Tell it to do this and you will get nearly 100% accuracy with getting Llama 3 to output code-parseable lists for you. If you need another format, Llama 3 is smart enough to be instructed to use other formats (you will need to use more than just few-shot examples — you also need to give it an explicit instruction of the output format in words, not just with an output indicator; I’ve had it ignore examples in favor of its own format). But typically it’s best to use what the model wants to use.

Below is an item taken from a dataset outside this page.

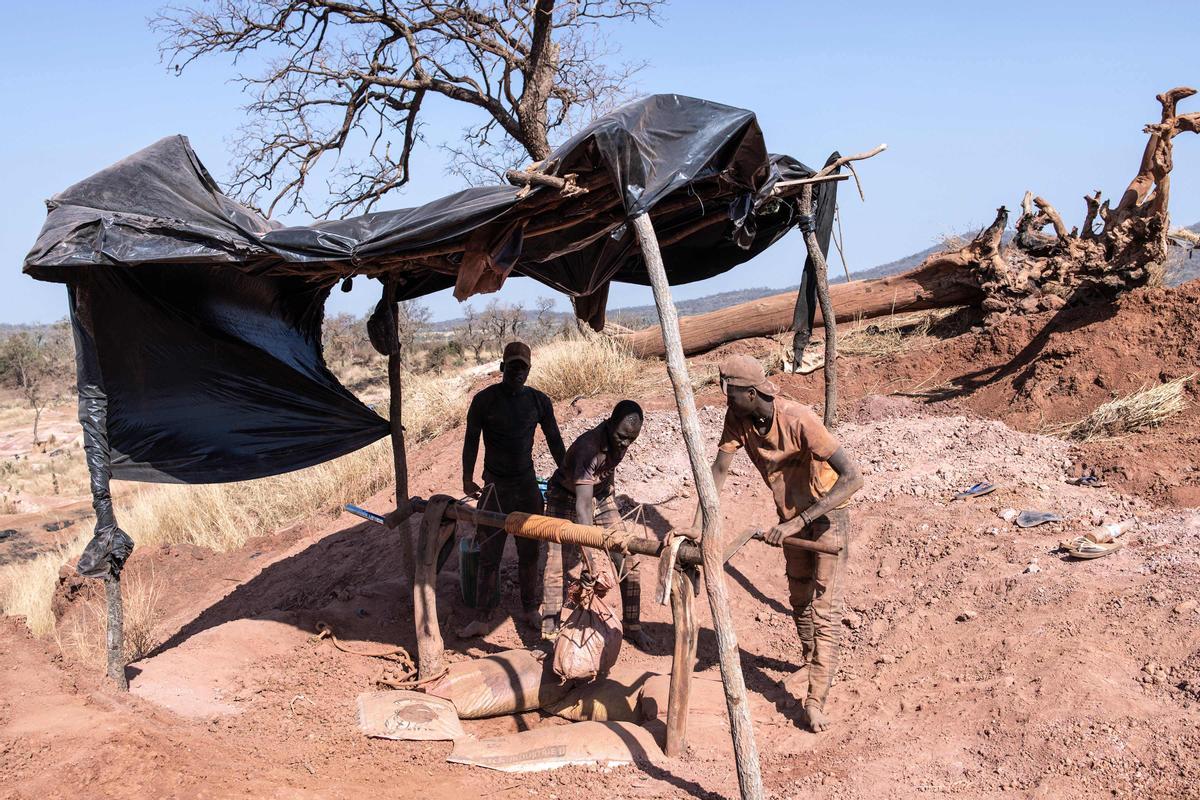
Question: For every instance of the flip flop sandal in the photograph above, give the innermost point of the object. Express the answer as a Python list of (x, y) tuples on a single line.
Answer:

Finally, all this considered, what’s the verdict with regards to Llama 3 in chat settings and in pipeline settings? In chat, intelligence and instruction following are essential, and Llama 3 has both. It’s hampered by a tiny context window that prevents you from using it for truly large tasks, but for everyday use it punches above its weight quite nicely. For pipelines (such as Augmentoolkit; complex chains of LLMs and code), the fact that Llama 3 follows system prompts so well means you can finally write GPT-4 style pipelines and use local models and expect it to work. However, the context window means that a large amount of tasks simply aren’t possible right now. You can’t use it to run Augmentoolkit, for instance, unless you use RoPE scaling to increase the ctx. That’s not good. Mistral models beat Llama’s context by 4x, and more context often means more performance, because you can provide more few-shot examples with the extra space. This is a major flaw of the model, not just something that limits niche use cases.
All in all, Llama 3 is a powerful, intelligent model, with unprecedented flexibility in how you can approach prompting it. However this is hampered by poor context and a tendency to direct quote examples at times. Use it if your pipeline’s context lets you; otherwise, wait and keep using Nous Mixtral.
Alright that’s all for this week. Let me know if you want more posts exploring the specifics of the latest models! I want my writing to be useful to people, but I don’t know whether you prefer prompting techniques or advice on how to use the latest models to their fullest potential, or project showcases. I value your opinion! Keep in mind though that I can’t do project showcases every week because I don’t have a new project ready to share every week 😅
Alright that’s all for this week, thanks for reading, have a good one and I’ll see you next time!
Your writings are very useful and interesting for me, thank you very much!
> whether you prefer prompting techniques or advice on how to use the latest models to their fullest potential, or project showcases
the first 2 in particular are very useful for me
Thanks for the great insights into Llama 3. Any time you can share your experiences with specific models it will be greatly appreciated!